Entenda tudo sobre a paisagem urbana e a educação ambiental! Descubra agora nesse artigo feito pelo professor da AgroPós!
O advento da industrialização dividiu a história da humanidade praticamente em todas as áreas do conhecimento, mas em nenhuma outra esse fato foi mais sentido do que no processo de urbanização. Após a industrialização a população urbana começou a crescer, atingindo níveis alarmantes.
De modo geral, fala-se, hoje, que mais de 50% da população vivem em cidades; se a cidade tem uma economia mais industrializada que agrícola esse índice pode chegar a 80%.
Isto, é claro, influencia diretamente na qualidade de vida. Para melhorar a vida urbana, o lazer e a estética são elementos essenciais, funcionando tanto fisiológica quanto psicologicamente. Assim, a vegetação urbana, quer seja em forma de praças, quer seja em forma de arborização, quer seja em forma de quintais verdes, passa a ter um papel relevante.
As florestas urbanas:
Quando se detectou a necessidade de áreas verdes nas cidades, os esforços foram envidados para áreas verdes e de lazer e para a criação de espaços públicos; sempre pensando em áreas bidimensionais.
Em Paris, no século passado, o Barão Haussmann inovou com a abertura de avenidas e bulevares onde o plantio de árvores de forma linear, enfileiradas ao longo das calçadas, inaugurou o modelo de arborização urbana, hoje adotado em praticamente todas as cidades. Esse modelo prioriza o senso estético, buscando tornar as cidades mais bonitas, mais coloridas.
Modernamente, a preocupação com a ecologia e com a qualidade de vida tem levado os arboricultores a buscar um novo conceito para a arborização urbana.
Ecologicamente, árvores agrupadas contribuem mais para a melhoria climática que árvores enfileiradas e o conceito de arborização urbana evoluiu para o de florestas urbanas onde o “stand” passa a ser mais importante que o indivíduo arbóreo isoladamente.
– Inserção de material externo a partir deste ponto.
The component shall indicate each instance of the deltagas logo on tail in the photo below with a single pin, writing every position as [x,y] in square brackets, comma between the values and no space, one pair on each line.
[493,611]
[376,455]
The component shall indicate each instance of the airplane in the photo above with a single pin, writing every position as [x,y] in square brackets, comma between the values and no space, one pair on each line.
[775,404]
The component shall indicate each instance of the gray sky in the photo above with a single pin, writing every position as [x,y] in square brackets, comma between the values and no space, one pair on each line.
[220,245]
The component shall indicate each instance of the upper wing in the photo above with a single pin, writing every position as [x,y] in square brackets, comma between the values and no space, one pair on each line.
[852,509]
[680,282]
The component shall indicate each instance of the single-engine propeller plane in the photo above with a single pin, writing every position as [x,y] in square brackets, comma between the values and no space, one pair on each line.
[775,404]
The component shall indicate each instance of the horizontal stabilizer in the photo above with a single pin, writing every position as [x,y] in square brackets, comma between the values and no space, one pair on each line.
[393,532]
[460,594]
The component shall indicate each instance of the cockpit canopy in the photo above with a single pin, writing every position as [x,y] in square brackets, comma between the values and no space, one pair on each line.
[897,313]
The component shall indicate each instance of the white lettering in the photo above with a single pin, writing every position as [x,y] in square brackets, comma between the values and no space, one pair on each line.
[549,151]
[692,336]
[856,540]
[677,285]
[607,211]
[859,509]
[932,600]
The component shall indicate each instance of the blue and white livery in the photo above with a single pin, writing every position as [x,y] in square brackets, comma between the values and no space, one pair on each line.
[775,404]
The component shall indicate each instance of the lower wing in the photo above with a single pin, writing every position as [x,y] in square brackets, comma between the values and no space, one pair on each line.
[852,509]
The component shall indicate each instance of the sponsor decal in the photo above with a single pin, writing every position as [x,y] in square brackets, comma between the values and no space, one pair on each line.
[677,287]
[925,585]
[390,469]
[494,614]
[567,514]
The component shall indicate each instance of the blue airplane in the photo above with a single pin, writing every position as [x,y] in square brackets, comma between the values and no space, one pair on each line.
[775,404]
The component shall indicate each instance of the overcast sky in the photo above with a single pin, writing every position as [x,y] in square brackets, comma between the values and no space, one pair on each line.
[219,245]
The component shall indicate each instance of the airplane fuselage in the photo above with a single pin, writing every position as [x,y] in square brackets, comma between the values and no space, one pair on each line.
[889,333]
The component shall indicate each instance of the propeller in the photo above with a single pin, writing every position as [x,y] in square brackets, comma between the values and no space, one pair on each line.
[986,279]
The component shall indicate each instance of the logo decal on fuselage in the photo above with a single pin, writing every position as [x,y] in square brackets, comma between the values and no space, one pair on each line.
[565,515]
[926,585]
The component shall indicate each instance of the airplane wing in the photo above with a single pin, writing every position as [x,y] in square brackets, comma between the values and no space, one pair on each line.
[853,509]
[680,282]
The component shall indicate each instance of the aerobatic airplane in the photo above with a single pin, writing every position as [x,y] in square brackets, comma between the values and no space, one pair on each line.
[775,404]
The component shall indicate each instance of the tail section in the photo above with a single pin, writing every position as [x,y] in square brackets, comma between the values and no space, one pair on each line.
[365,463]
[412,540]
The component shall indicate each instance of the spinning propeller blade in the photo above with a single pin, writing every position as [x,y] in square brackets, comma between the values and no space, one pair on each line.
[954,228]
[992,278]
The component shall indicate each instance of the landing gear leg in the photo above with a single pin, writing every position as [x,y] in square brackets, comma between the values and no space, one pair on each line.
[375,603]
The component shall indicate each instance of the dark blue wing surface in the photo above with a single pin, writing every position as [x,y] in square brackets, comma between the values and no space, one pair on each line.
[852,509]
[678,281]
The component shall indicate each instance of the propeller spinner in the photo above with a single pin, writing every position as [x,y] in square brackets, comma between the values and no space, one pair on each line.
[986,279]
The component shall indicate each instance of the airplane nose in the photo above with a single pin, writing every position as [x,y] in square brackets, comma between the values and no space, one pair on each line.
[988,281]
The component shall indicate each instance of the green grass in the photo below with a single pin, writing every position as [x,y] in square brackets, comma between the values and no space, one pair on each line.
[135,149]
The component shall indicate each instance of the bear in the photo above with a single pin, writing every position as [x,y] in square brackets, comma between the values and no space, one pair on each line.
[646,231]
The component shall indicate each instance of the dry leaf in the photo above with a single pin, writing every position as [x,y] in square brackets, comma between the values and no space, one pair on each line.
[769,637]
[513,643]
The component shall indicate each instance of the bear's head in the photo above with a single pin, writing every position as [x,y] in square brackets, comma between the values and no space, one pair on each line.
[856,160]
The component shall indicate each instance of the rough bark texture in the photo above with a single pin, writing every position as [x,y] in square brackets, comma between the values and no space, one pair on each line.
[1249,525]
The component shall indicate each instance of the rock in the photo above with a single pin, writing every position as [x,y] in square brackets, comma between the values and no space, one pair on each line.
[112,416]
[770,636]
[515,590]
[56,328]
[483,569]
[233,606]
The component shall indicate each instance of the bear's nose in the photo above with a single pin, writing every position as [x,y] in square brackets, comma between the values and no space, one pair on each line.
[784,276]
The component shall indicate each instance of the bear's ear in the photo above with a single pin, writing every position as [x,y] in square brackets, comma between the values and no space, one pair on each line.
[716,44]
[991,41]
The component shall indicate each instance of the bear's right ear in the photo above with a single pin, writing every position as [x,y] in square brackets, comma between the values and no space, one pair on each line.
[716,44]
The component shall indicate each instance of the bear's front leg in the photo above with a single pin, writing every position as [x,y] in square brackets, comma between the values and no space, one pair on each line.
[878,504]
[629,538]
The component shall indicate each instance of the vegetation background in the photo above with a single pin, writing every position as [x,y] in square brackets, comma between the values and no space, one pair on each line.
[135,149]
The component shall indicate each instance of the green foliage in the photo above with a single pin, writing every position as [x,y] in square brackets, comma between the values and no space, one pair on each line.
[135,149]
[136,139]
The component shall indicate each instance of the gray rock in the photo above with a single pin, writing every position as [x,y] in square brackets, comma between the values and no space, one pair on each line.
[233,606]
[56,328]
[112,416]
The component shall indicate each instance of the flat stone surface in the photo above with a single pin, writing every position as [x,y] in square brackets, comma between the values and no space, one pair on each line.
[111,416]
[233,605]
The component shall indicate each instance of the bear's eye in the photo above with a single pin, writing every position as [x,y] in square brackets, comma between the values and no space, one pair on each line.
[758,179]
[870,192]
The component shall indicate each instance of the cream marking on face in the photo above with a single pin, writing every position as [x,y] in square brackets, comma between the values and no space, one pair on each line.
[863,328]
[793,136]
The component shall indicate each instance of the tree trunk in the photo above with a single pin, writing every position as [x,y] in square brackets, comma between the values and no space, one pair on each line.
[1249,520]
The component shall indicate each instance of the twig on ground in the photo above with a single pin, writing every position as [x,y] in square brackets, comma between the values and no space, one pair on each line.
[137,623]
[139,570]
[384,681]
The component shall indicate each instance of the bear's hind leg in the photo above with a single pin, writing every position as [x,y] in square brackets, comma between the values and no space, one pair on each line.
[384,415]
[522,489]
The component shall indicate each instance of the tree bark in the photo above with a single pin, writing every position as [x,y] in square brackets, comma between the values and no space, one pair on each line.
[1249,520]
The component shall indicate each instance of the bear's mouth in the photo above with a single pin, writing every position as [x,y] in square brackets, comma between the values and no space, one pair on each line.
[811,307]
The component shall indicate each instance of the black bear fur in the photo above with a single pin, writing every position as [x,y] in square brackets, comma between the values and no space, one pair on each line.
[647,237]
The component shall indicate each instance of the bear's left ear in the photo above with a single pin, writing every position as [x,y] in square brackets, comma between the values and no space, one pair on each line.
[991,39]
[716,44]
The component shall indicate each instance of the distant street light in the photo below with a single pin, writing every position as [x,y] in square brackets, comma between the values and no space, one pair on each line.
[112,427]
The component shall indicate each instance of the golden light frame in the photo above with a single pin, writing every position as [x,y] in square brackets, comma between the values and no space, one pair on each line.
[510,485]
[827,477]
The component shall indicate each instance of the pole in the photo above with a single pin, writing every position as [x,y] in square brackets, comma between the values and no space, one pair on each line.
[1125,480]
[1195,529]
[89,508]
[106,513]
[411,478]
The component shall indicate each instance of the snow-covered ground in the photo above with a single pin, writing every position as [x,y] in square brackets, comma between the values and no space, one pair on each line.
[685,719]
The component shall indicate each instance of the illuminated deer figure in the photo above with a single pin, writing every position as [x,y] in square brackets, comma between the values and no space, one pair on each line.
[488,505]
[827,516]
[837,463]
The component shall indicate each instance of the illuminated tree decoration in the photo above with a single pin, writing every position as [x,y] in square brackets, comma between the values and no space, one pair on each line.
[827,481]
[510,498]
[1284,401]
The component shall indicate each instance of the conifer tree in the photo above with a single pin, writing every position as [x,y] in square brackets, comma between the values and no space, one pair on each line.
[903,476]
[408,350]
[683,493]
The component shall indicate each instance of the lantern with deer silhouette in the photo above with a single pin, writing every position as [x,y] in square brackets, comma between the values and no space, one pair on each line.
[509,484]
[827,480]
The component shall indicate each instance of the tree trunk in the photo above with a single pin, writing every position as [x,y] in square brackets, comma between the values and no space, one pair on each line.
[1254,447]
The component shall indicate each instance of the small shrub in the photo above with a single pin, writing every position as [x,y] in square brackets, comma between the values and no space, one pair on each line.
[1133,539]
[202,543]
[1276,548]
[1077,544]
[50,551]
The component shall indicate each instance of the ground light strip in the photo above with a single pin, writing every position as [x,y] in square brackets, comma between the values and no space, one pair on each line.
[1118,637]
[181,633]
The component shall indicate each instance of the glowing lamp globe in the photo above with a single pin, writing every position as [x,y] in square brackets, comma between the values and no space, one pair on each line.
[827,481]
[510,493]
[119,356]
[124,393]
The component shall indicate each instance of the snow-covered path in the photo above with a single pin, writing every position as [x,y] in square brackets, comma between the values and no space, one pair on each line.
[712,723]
Nesse sentido, revestem-se de grande importância as árvores das praças, dos parques municipais e, principalmente, dos quintais.
Estética e qualidade devida:
Inegavelmente a estética é um fator importantíssimo na paisagem urbana, principalmente sob o ponto de vista psicológico.
A vegetação urbana contribui para a harmonia da paisagem quebrando a dureza e a rigidez do concreto, criando linhas mais suaves e naturais e lembrando um pouco a paisagem bucólica, início natural de todo citadino.
Mas, se durante muito tempo se plantou árvores nas cidades com essa finalidade, hoje o fazemos por diversos outros motivos, mais importantes às vezes que o simples valor estético.
Amenização climática:
Quando se diz que o vegetal na paisagem urbana promove uma mudança de clima não se quer dizer que transformaremos o clima de uma cidade como Ubá, por exemplo, no clima de uma Campos do Jordão. Entretanto, podemos criar ilhas de amenização com o uso de vegetais, contrapondo-se às ilhas de calor criadas pelo concreto e pelo asfalto.
O vegetal atuará na amenização climática principalmente sobre três aspectos:
- 1) interceptando os raios solares, criando áreas de sombra onde as pessoas se sentem mais à vontade e onde os carros possam ser mantidos mais frescos;
- 2) reduzindo a temperatura ambiente, evitando a incidência direta e consequente reflexo do calor provocado pelo aquecimento do concreto e do asfalto;
- 3) umidificando o ar devido à constante transpiração, eliminando água para o meio ambiente.
Controle hidrológico:
A água que cai sobre a cidade se dissipa de várias maneiras: parte dela retorna ao ar pela evapotranspiração; parte se infiltra no solo profundamente indo abastecer os lençóis de água do solo; parte se infiltra superficialmente abastecendo as plantas e umedecendo o solo superficial e outra parte escorre por sobre a superfície do solo.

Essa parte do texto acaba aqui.